To try to unravel this mystery, Wolf and his assistant, Matthias Whittlinger, trained two groups of Sahara desert ants to find a food site 10 meters from their nest. While the ants were busy eating, the scientists removed them and divided into three groups.
One group was left alone. The second group had pre-cut pig bristles superglued to each of their six legs, effectively giving them stilts. Ants in the third group had their lower leg segments cut off, thus making each leg shorter. (This part of the experience has since drawn some criticism.

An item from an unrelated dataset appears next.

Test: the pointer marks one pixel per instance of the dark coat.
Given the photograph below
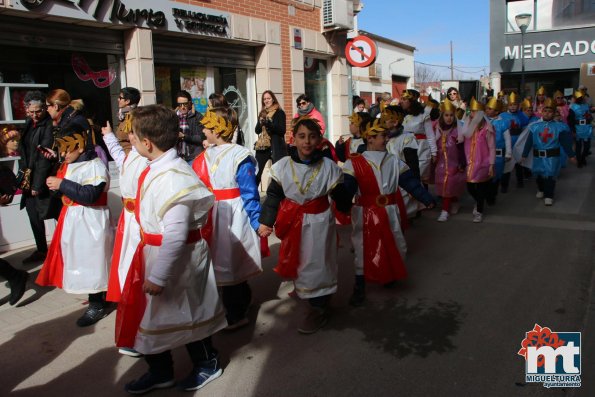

It should be noted, though, that in the wild, these segments often dry up and break off naturally without interfering with the ants' ability to walk long distances.)
The ants were then released to make their way back to the nest. The scientists watched to see what would happen. If there really was a step-counting mechanism at work, then the ants whose strides had been altered would have their calculations thrown off.
And that’s exactly what happened. The normal ants walked right up to the nest and went inside. The stilt-leg ants, using giant steps, walked past the entrance and stopped 15 meters away. The stump-legged ants, using baby steps, stopped short of the entrance by almost 5 meters. Yet, all three groups had walked exactly the same number of steps back from the food site.
Interestingly, when the ants went out again in search of food, the two groups with altered gaits had no trouble judging the correct distance back to the nest.
Of course, this doesn't mean Sahara ants are actually counting their steps as "one, two, three, four, five," and so forth, the way we would. More likely, Wolfe explains, there is a neural mechanism at work that converts the motor excitation caused by each stride into a measure of distance.
Still, it's an ingenious solution to not being able to lay scent trails and it shows there is still much to be learned from even the humblest of creatures.